Chronic Obstructive Pulmonary Diseases (COPD)

What is chronic obstructive pulmonary disease?

Chronic obstructive pulmonary disease, or COPD, is a serious lung disease that over time makes it hard to breathe. You may also have heard COPD called other names, like emphysema or chronic bronchitis. In people who have COPD, the airways (tubes that carry air in and out of your lungs) are partially blocked, which makes it hard to get air in and out.


Symptoms of COPD include:

  • Constant coughing, sometimes called smoker's cough

  • Shortness of breath while doing activities

  • Excess sputum production

  • Feeling like you can't breathe

  • Wheezing

When COPD is severe, shortness of breath and other symptoms can get in the way of doing even the most basic tasks, such as doing light housework, taking a walk, even bathing and getting dressed. COPD develops slowly, and can worsen over time, so be sure to report any symptoms you might have to your doctor as soon as possible, no matter how mild they may seem.


A test called spirometry can detect COPD before symptoms become severe. It is a simple, noninvasive breathing test that measures the amount of air a person can blow out of the lungs (volume) and how fast he or she can blow it out (flow). The spirometry reading can help your doctor determine the best course of treatment.

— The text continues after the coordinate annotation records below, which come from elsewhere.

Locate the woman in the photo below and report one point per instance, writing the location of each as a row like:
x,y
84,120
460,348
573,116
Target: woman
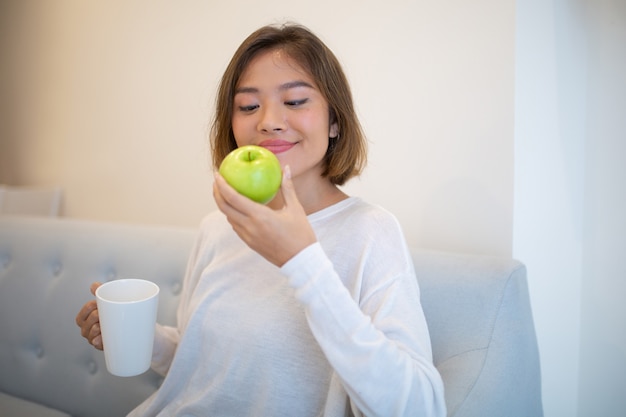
x,y
307,306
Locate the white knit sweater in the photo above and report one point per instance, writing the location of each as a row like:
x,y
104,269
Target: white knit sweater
x,y
337,330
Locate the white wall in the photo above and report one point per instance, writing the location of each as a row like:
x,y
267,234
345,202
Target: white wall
x,y
569,206
602,389
115,97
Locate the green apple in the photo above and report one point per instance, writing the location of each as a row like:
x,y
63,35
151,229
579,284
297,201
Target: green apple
x,y
253,171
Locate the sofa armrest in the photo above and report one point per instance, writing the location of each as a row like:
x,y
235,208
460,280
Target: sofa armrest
x,y
483,337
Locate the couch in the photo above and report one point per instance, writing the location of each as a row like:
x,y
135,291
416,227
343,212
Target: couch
x,y
477,309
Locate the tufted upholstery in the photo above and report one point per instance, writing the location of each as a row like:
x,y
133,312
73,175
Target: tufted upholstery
x,y
46,268
477,309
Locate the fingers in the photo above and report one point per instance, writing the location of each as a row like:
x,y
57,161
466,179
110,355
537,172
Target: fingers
x,y
289,192
89,321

Once you have been diagnosed with COPD, there are many ways that you and your doctor can work together to manage the symptoms of the disease and improve your quality of life. Your doctor may suggest one or more of the following options:

  • Bronchodilators to relax the muscles around your airways, to help open them and make it easier to breathe

  • Inhaled steroids to prevent the airways from getting inflamed

  • Pulmonary rehabilitation to help you learn to exercise and manage your disease with physical activity and counseling

  • Physical activity training

  • Lifestyle changes, such as quitting smoking, to help manage the effects of COPD

  • Oxygen therapy to help with shortness of breath (You might need oxygen all of the time or just some of the time; your doctor will work with you to learn which treatment will be most helpful.)

  • Surgery (In some severe cases, doctors may suggest lung surgery to improve symptoms.)